Reino Unido

Modelo raptada para ser escrava sexual acusada de fingir crime

Modelo raptada para ser escrava sexual acusada de fingir crime

A defesa de um cidadão polaco acusado de ter raptado uma modelo britânica para a vender como escrava sexual sugere que todo o caso tenha sido uma "farsa" inventada pela jovem para subir na carreira.

O homem acusado de raptar a modelo Chloe Ayling, de 20 anos, deverá ser extraditado para Itália, onde enfrentará julgamento, decidiu um juiz do Tribunal de Westminster esta sexta-feira.

Michal Herba, cidadão de 36 anos, residente perto de Birmingham, é procurado pelas autoridades de Milão, pelo envolvimento no rapto de Chloe Ayling e posterior pedido de resgate no valor de 300 mil euros. O irmão do arguido e suposto cúmplice do crime, Lukasz Herba, de 30 anos, está detido em Itália, depois de ter levado Ayling ao consulado britânico em Milão, em julho deste ano.

A modelo britânica afirma ter sido roubada, drogada e mantida refém, em Milão, durante seis dias, em Julho, por um grupo que se autointitulava "Morte Negra". O rapto terá ocorrido quando a jovem estava na capital da moda para uma sessão fotográfica que se revelou falsa.
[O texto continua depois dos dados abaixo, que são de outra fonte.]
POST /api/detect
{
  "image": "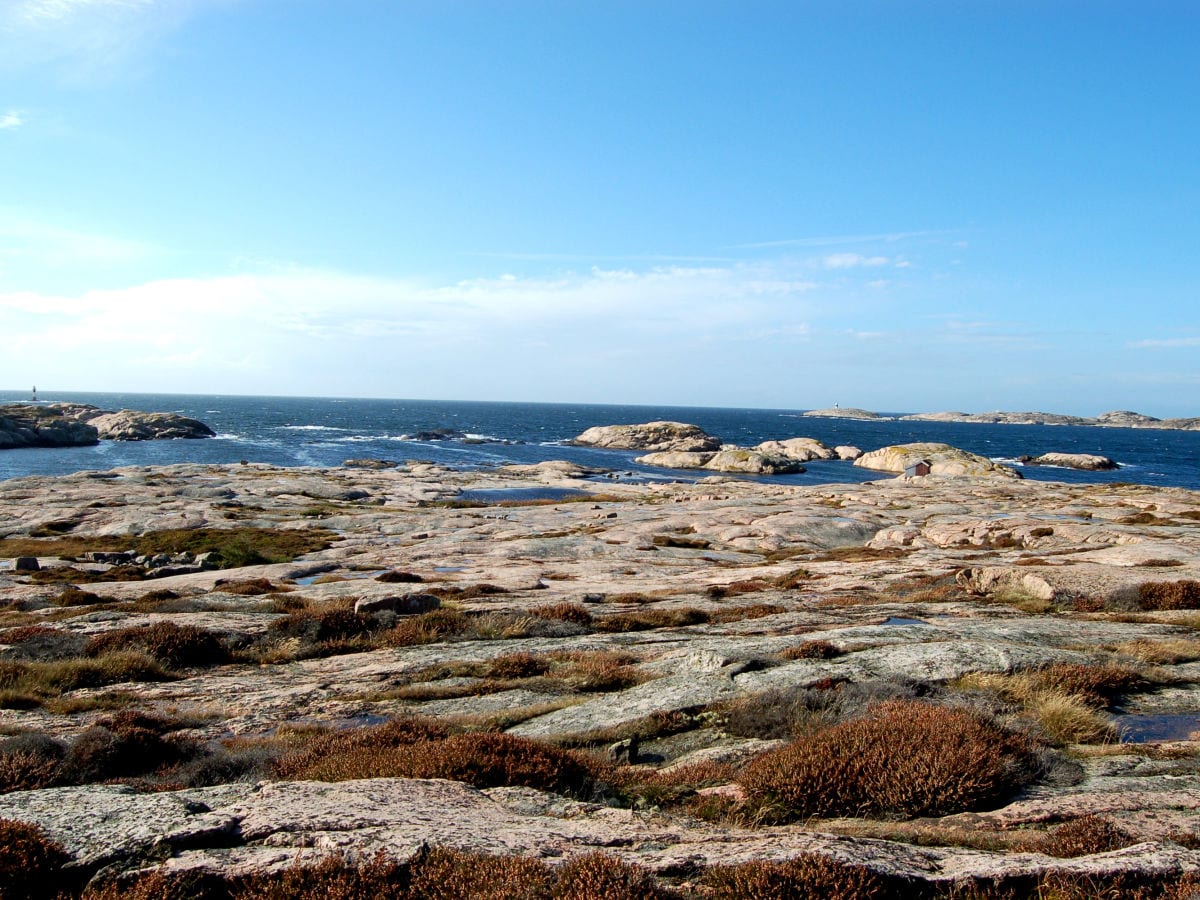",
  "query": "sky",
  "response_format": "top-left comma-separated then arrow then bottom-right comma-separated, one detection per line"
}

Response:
0,0 -> 1200,416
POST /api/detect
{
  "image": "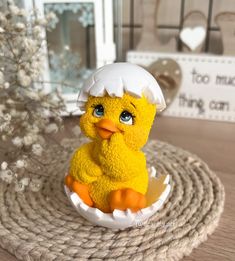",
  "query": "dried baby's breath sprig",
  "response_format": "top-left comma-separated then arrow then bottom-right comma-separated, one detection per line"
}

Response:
0,1 -> 65,192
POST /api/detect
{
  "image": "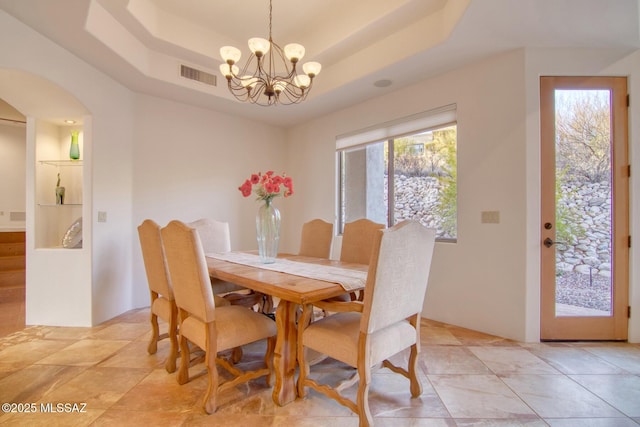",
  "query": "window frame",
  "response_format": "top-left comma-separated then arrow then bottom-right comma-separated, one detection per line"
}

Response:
336,104 -> 458,243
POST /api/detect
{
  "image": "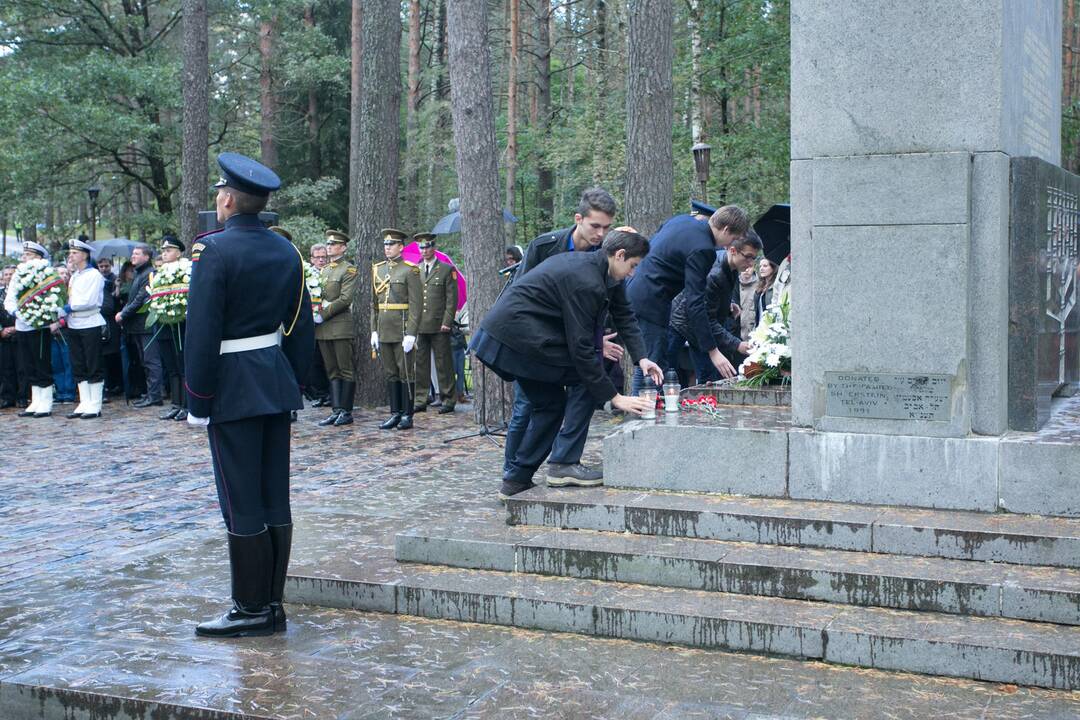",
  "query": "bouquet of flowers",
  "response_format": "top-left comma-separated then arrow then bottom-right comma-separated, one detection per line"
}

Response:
11,259 -> 67,330
303,261 -> 323,315
146,258 -> 191,325
738,293 -> 792,388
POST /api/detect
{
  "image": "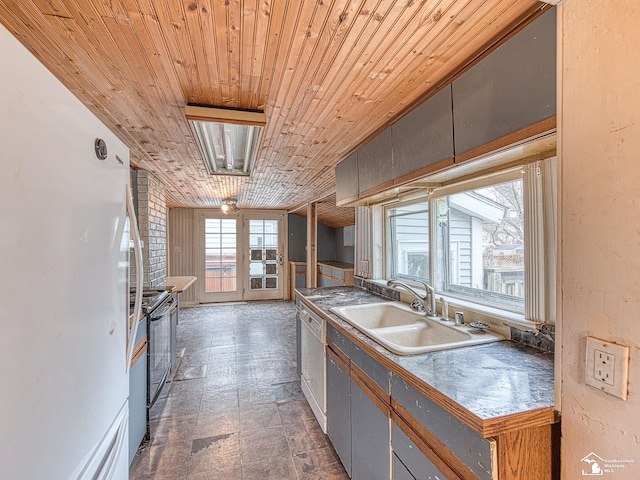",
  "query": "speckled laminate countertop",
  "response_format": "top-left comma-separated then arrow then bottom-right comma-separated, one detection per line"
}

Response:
318,260 -> 353,270
297,287 -> 555,436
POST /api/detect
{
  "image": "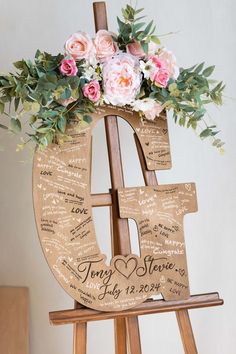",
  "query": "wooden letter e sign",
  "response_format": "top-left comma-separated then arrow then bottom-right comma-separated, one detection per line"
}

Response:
33,106 -> 197,311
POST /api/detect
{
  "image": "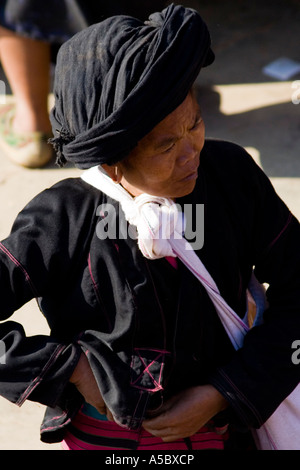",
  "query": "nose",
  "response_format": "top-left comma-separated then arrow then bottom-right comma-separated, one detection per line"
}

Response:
177,136 -> 201,166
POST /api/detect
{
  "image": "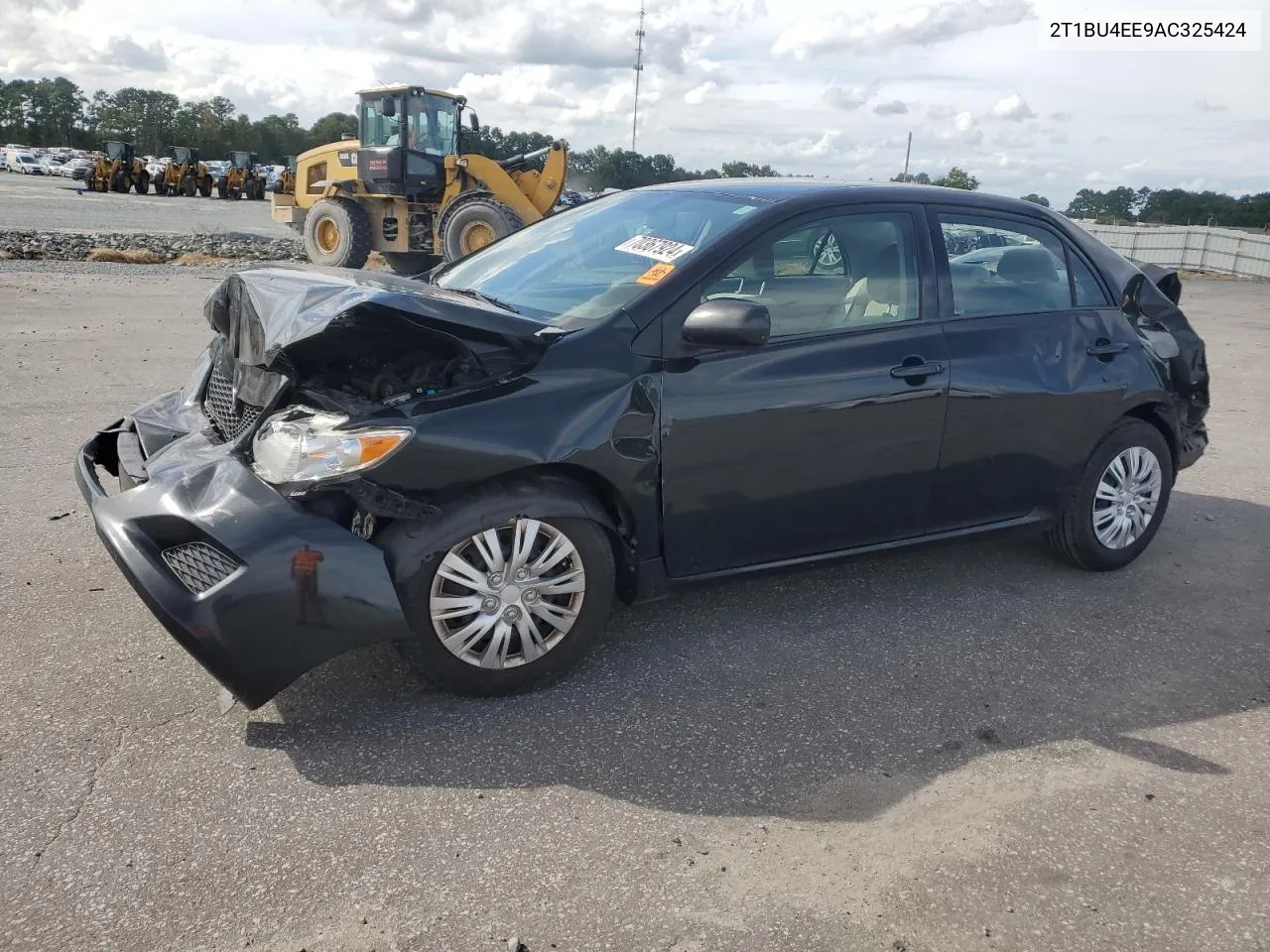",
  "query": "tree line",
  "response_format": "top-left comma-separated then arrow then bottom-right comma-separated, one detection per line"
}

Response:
1067,185 -> 1270,228
0,76 -> 1270,227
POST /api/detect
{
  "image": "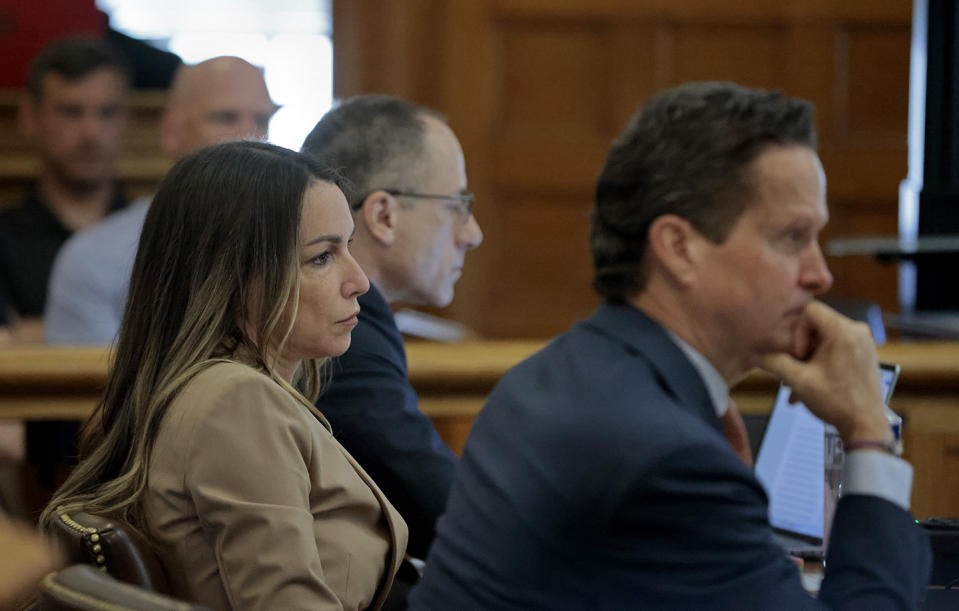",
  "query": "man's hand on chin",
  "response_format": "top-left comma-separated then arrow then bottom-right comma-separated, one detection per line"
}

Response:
760,301 -> 891,442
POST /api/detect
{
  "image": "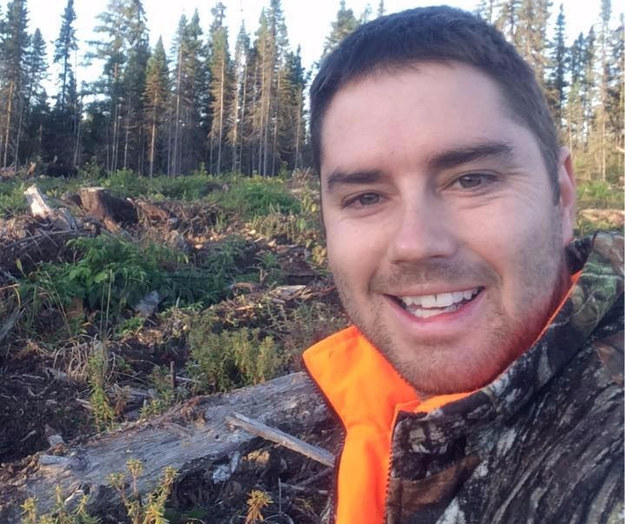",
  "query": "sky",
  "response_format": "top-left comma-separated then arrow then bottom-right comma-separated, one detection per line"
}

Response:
13,0 -> 618,91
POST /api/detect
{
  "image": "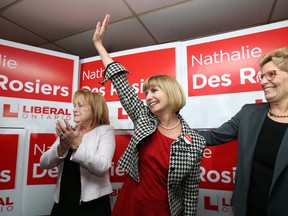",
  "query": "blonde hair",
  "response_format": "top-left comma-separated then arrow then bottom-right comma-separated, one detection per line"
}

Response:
73,88 -> 110,128
258,46 -> 288,72
142,75 -> 186,113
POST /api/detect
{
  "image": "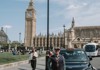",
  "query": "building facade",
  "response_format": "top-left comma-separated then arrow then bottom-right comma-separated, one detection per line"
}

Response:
24,0 -> 100,48
33,33 -> 64,48
65,18 -> 100,48
24,0 -> 36,47
0,27 -> 8,45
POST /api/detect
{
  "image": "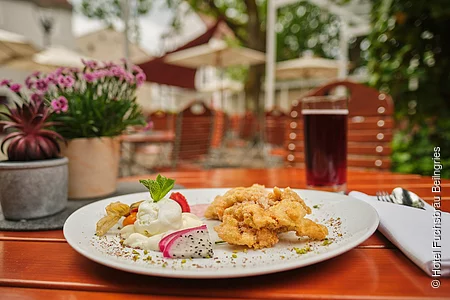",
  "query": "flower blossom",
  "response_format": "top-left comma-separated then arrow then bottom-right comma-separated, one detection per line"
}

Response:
81,59 -> 98,70
51,96 -> 69,114
143,121 -> 153,131
136,72 -> 146,86
58,75 -> 75,88
9,83 -> 22,93
25,76 -> 35,89
84,73 -> 97,82
0,79 -> 11,86
31,93 -> 43,103
36,79 -> 48,92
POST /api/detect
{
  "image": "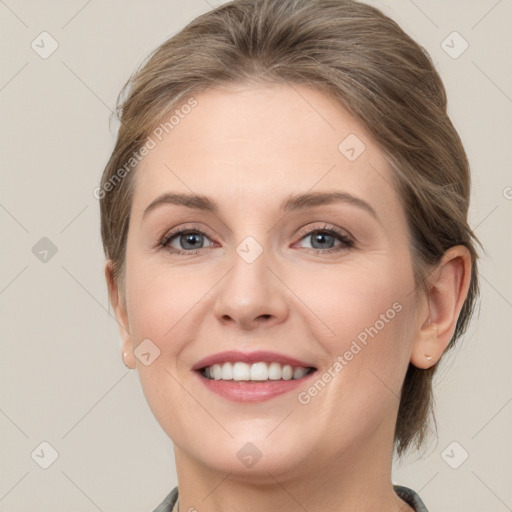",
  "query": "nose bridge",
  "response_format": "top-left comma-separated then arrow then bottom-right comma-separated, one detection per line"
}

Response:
214,236 -> 287,329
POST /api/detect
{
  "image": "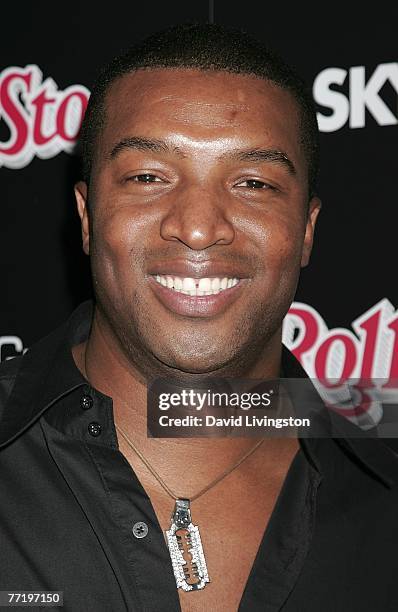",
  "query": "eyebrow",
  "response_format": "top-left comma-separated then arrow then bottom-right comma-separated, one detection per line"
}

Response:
109,136 -> 296,175
109,136 -> 184,159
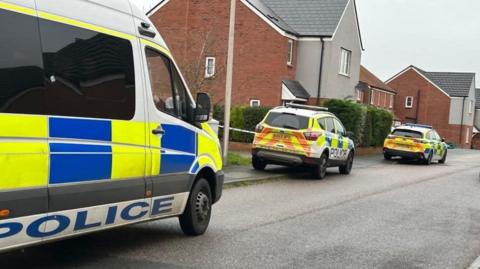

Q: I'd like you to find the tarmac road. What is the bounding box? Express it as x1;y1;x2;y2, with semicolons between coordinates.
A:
0;150;480;268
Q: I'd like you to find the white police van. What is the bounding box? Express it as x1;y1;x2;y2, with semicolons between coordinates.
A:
0;0;223;251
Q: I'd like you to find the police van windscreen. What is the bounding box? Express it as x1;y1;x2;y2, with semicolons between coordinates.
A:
392;129;423;139
265;112;309;130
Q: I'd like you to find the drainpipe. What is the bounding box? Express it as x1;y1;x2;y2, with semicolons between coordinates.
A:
317;37;325;106
459;97;467;146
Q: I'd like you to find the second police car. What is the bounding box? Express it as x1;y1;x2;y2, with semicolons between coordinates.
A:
383;124;448;165
252;104;355;179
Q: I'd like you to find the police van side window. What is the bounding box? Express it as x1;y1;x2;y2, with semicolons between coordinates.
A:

Acontece que a versão da vítima está agora a ser posta em causa, depois de terem emergido relatos de que Ayling foi vista, no sul de Londres, a fazer compras e tomar café com um dos supostos raptores, originando, assim, dúvidas, quanto à veracidade da história.

O advogado de Herba, George Hepburne Scott, sugeriu, em tribunal, que todo o caso tenha sido uma "farsa" e um "golpe de publicidade" inventado com o intuito de colocar holofotes sobre a carreira de Ayling que, depois do alegado crime, conseguiu um contrato com uma agência internacional.

No entanto, o "conjunto único de anomalias" invocado pela defesa não convenceu o juiz, que diz que "não há evidências para sustentar que (a história) seja uma farsa".

"Continuarei a defender o meu cliente deste processo, mesmo em Itália, se for necessário. Vamos continuar e tentar provar a inocência", afirmou Scott, que vai recorrer da decisão do tribunal. Até saber o resultado do recurso, Herba vai permanecer no Reino Unido.

A polícia italiana alega que os irmãos Herba integrem um grupo que vende mulheres como escravas sexuais na "dark web" (uma pequena parte da World Wide Web, infame por ser utilizada por visitantes do mercado negro online), para compradores no Médio Oriente.

Michal Herba foi detido pela Agência Nacional de Crime (NCA), depois de as autoridades italianas terem emitido um mandado de busca europeu, no mês passado.